Опубликовано в журнале Неприкосновенный запас, номер 4, 2010
Андрей Владимирович Лебедев (р. 1962) — писатель и литературовед, доцент парижского Государственного института восточных языков и культур (INALCO).
Андрей Лебедев
Состояние 68: “Парижские тетради” Мейвис Галлант
“Атмосфера” в истории — понятие, наименее поддающееся строгой формулировке, однако без ее улавливания и передачи любая, даже наидобросовестнейшая, работа выглядит лишь набором фактов, перетасованных в соответствии с авторской концепцией. Ценность дневника Мейвис Галлант заключается в том, что здесь зафиксированы не только парижские события мая 1968 года, но и психологические состояния, ими вызванные. “Словно во сне” — самая частая характеристика главного из них:
“Я вдруг понимаю, что здесь, во Франции, мы словно во сне, и боюсь за этих детей, которых разгневало бы то, что я принимаю их за детей. Такое же чувство ирреальности я испытывала в выходные, когда был убит Кеннеди” (19 мая)[1].
“Словно во сне — я единственная клиентка в магазине” (22 мая).
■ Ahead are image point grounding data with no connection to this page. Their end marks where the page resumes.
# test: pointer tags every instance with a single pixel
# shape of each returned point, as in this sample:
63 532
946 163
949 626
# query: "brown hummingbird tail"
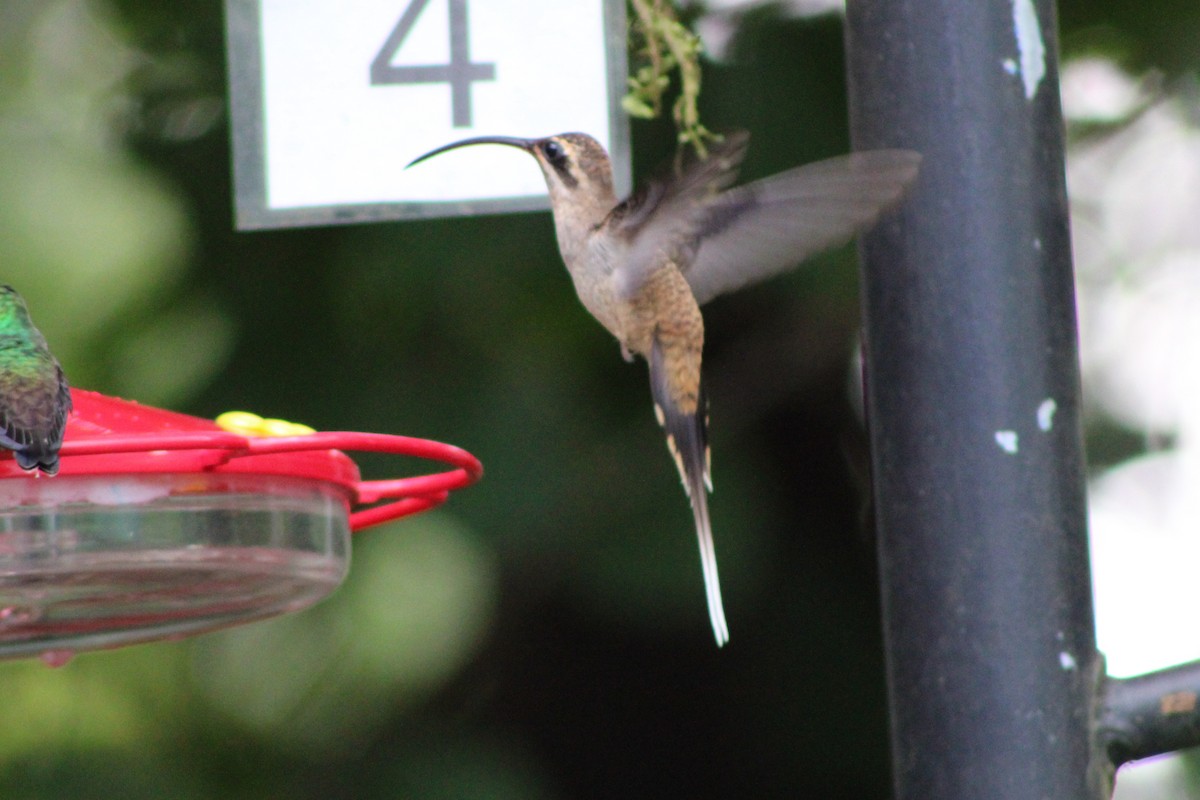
688 440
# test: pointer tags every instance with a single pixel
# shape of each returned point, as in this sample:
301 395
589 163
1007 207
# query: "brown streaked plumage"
646 265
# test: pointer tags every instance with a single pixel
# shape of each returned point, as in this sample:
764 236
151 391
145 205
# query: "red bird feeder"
161 524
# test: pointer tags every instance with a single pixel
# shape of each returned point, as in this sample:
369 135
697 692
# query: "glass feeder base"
91 563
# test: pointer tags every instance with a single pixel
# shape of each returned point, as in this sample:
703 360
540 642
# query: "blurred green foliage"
545 635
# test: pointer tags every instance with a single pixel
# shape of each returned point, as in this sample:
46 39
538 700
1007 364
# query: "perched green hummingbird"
35 398
645 265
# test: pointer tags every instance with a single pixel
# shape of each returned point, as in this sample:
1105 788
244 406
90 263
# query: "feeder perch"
161 524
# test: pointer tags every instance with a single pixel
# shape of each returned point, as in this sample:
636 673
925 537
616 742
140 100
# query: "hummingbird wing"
34 407
665 216
754 232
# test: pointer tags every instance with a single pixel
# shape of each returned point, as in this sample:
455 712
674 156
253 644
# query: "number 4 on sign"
460 72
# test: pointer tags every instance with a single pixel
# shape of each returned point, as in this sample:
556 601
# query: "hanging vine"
666 46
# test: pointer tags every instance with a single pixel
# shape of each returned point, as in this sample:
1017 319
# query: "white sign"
333 98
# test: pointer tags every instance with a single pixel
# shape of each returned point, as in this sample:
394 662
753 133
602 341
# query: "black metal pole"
1151 714
975 405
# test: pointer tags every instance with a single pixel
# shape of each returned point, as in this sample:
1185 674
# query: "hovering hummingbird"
645 265
34 395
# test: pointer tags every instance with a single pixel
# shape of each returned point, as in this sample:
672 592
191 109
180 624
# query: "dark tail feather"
688 441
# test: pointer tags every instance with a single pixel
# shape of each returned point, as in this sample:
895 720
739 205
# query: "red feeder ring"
161 524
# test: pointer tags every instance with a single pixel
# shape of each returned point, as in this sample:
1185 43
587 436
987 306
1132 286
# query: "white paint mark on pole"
1045 414
1030 44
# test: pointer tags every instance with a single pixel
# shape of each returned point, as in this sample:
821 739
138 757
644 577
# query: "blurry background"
545 635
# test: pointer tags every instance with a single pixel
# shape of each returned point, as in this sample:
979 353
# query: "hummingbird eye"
552 150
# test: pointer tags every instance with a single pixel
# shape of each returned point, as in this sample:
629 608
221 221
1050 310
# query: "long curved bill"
513 142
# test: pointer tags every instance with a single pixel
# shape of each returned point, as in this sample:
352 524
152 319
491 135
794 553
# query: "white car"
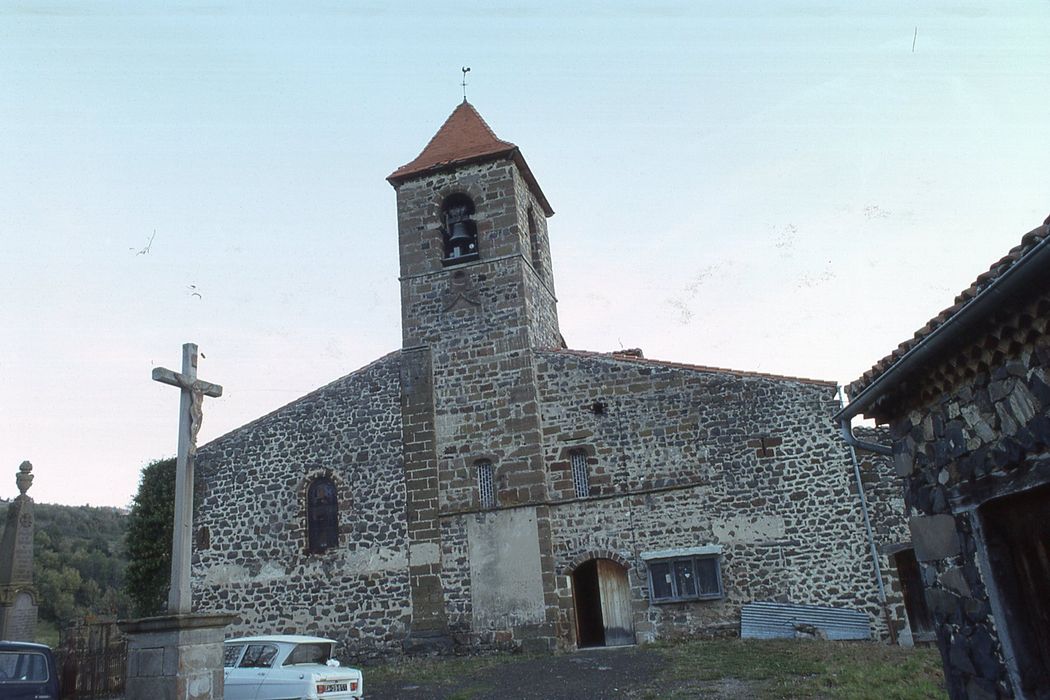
287 666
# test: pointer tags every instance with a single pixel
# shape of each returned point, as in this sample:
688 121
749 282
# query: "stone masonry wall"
984 438
681 458
251 502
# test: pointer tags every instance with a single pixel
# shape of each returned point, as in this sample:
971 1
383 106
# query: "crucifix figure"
190 414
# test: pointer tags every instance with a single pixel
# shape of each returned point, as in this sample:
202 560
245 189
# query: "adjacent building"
967 400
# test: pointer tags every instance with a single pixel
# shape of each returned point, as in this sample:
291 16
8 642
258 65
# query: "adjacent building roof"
980 299
465 138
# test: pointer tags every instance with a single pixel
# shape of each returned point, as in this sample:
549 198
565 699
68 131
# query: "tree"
149 538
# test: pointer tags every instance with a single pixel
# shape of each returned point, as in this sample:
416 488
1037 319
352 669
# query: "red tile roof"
465 138
620 357
1029 241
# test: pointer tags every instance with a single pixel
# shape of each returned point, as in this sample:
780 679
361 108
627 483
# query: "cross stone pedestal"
175 657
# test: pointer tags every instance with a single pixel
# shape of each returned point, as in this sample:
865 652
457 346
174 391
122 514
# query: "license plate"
335 687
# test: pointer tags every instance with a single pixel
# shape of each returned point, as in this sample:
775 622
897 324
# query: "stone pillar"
18 598
429 624
175 657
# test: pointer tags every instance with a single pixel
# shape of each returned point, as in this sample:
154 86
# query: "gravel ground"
622 672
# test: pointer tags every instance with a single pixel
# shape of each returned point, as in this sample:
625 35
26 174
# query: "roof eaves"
692 367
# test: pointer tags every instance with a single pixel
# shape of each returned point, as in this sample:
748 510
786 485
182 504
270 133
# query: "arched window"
322 515
459 230
578 460
486 488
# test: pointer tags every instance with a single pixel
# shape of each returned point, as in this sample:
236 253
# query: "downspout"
867 521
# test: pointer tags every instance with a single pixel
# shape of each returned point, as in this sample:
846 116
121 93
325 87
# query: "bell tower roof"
465 138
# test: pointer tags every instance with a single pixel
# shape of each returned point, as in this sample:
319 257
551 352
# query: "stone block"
933 536
953 579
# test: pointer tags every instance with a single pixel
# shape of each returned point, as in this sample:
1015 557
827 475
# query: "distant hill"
80 560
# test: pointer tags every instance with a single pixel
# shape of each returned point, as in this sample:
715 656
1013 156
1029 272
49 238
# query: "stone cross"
190 415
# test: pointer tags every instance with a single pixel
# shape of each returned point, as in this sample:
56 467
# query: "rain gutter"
870 535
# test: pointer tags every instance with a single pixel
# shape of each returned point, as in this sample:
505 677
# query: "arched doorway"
602 598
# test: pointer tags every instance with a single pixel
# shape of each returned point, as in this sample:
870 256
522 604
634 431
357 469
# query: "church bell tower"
473 237
477 300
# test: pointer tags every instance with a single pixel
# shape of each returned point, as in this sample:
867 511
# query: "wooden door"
615 595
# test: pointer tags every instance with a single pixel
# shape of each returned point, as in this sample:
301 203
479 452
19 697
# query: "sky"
782 187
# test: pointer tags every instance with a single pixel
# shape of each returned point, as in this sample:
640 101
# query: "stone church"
485 487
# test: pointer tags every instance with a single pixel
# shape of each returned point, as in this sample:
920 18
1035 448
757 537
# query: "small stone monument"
18 598
179 656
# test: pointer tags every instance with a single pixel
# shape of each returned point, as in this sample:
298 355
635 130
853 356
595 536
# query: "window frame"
320 533
693 556
486 484
580 472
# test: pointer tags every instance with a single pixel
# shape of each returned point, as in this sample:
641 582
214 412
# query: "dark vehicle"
27 672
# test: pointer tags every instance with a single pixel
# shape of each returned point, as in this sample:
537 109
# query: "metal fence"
92 657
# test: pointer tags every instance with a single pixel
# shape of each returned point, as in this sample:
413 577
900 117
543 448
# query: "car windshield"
22 666
310 653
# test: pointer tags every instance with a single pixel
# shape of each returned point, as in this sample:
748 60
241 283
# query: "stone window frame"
533 240
692 556
579 458
484 468
342 504
565 462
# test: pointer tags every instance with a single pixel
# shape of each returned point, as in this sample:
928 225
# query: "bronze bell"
459 239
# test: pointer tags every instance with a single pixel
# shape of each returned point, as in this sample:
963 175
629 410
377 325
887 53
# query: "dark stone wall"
251 500
683 458
985 438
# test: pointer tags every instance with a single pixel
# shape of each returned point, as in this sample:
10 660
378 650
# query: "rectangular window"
486 490
686 574
578 459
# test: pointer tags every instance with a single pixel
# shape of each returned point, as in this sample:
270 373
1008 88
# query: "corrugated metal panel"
781 620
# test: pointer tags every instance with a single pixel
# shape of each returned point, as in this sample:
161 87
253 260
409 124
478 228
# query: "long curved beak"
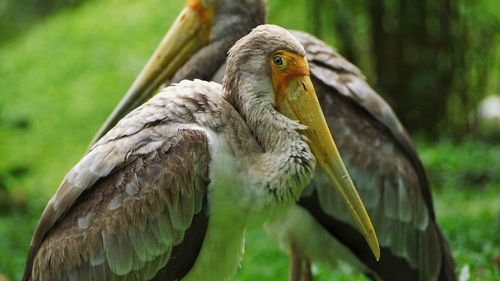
188 34
298 101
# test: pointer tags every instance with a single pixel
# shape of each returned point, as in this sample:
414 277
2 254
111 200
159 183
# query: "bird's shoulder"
147 176
332 69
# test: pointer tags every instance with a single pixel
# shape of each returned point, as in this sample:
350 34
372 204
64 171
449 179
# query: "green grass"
59 81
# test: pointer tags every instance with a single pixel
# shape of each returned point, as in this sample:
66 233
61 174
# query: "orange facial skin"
205 13
294 65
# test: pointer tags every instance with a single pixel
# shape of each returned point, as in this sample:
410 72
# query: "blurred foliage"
63 75
17 16
432 60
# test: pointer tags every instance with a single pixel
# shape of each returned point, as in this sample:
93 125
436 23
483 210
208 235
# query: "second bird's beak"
189 33
296 99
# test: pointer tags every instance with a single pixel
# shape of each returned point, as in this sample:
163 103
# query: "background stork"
168 192
377 150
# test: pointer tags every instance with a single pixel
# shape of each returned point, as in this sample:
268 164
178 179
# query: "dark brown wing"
386 169
134 206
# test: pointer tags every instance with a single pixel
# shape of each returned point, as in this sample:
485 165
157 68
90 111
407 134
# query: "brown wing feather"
385 167
128 223
125 209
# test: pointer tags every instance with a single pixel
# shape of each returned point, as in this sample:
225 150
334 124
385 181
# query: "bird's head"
269 66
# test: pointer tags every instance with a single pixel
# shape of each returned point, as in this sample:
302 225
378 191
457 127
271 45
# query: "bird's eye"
207 2
278 60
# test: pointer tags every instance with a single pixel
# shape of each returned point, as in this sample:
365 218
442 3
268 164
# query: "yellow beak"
297 100
190 32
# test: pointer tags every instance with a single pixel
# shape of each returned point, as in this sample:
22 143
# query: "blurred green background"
64 64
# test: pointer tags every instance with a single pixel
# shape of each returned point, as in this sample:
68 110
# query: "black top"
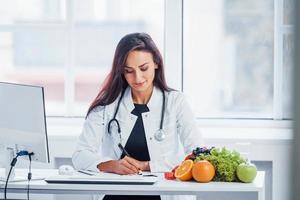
136 144
137 148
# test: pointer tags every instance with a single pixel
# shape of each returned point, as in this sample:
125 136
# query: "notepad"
103 178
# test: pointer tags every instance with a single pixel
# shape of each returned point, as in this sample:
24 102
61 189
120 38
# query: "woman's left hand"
142 165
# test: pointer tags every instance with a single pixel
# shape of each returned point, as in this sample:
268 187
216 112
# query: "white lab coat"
96 145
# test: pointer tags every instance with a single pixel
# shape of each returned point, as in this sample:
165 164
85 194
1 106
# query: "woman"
135 109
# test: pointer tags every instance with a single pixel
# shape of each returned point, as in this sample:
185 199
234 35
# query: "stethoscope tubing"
117 109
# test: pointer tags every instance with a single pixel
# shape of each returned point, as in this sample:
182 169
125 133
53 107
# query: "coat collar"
154 101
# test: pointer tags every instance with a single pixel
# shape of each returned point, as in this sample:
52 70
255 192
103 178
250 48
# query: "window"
237 58
68 46
232 58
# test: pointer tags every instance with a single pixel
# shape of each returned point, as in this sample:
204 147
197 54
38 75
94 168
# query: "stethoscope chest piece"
160 135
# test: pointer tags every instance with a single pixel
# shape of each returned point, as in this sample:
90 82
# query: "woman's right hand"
123 166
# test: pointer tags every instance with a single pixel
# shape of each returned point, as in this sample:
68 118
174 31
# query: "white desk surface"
162 187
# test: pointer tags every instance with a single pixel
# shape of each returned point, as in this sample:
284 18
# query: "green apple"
246 172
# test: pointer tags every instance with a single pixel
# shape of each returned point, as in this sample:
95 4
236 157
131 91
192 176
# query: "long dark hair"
115 82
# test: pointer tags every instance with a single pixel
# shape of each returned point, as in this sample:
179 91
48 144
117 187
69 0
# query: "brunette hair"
115 82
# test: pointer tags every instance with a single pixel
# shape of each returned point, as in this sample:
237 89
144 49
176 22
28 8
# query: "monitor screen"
22 119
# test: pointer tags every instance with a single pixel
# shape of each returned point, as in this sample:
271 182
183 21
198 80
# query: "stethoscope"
159 135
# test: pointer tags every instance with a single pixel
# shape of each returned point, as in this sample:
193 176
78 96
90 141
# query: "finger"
129 166
133 162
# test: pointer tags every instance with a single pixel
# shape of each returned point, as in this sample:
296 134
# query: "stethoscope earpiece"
160 135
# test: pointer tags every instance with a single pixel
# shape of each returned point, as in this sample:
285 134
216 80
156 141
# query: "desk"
162 187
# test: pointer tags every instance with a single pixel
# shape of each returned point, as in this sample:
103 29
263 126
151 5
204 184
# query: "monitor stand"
9 154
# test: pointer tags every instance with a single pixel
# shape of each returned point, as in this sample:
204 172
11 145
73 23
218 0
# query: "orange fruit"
184 171
203 171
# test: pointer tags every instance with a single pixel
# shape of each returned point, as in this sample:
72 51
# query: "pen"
85 172
127 154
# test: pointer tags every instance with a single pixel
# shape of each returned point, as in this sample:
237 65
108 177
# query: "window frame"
173 57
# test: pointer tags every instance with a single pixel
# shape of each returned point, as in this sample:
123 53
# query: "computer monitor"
23 121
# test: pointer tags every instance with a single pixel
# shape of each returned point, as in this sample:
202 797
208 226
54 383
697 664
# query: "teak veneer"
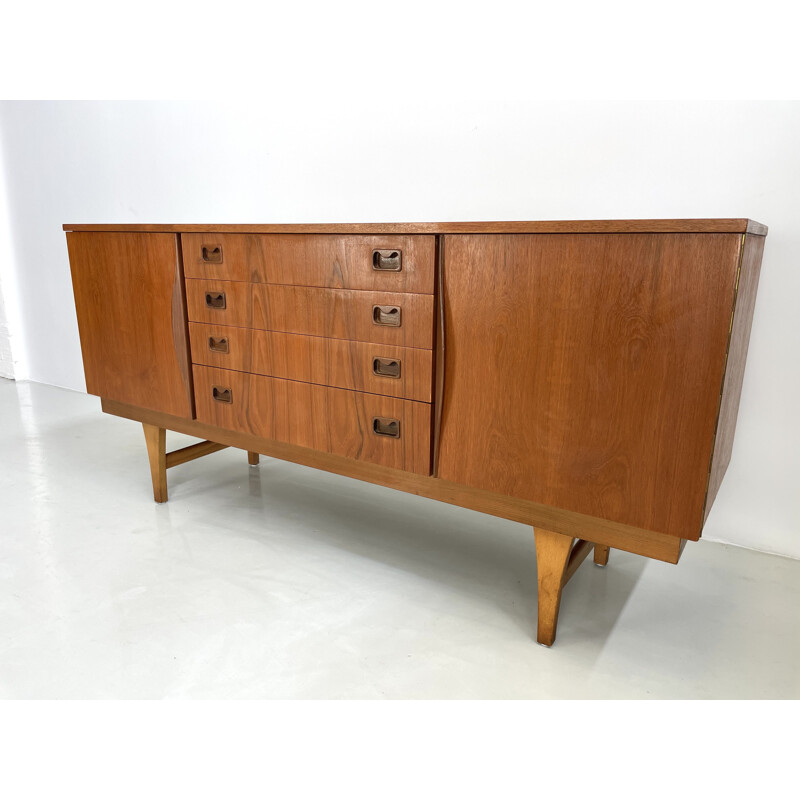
582 378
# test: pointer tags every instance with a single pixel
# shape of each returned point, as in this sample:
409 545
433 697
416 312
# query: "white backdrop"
419 159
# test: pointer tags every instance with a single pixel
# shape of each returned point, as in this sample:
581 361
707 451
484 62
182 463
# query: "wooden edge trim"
439 355
660 546
726 225
577 556
742 243
192 452
180 327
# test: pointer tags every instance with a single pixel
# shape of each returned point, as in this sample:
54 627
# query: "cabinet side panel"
134 349
737 356
583 370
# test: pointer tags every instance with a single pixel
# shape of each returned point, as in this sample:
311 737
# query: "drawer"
368 427
380 369
405 320
375 263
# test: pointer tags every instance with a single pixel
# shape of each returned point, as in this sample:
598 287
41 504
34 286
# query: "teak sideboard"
579 377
“Словно во сне (тем не менее это реально) видна очередь людей зрелого возраста, которые тащатся голосовать, услышав свое имя” (22 мая).
“Словно во сне”, “ирреальность” и, кроме того, “коллективная галлюцинация”, “коллективный фантазм”, “гигантский “хэппенинг””, “воображение, взявшее власть”… Лексикон, придающий описываемому черты психоделического трипа, — конечно же, примета эпохи. К концу дневника сам автор отдает себе отчет в том, что происходящее выходит за рамки дежурных определений:
“Пытаться описать произошедшее бессмысленно. Позже оно будет отнесено к разряду “коллективного безумия”, “заразной истерии”. Уже сейчас я вполне способна вообразить кучу будущих книг и статей на эту тему — книг и статей, которых точно не стану читать” (1 июня).
Но, вопреки собственным сомнениям в целесообразности затеи, Галлант происходящее описывает. Более того, “Майские события. Парижские тетради” — единственная известная нам дневниковая публикация среди тех, что посвящены означенным событиям. Воспоминаний множество — но не дневников. Накал страстей и жизнетворческий пафос были настолько велики, что ведение дневника, наверняка, казалось тогда ненужной тратой времени, раздражающим и бессмысленным выходом из состояния “здесь и сейчас”, которое, как всегда, обещало продлиться вечно.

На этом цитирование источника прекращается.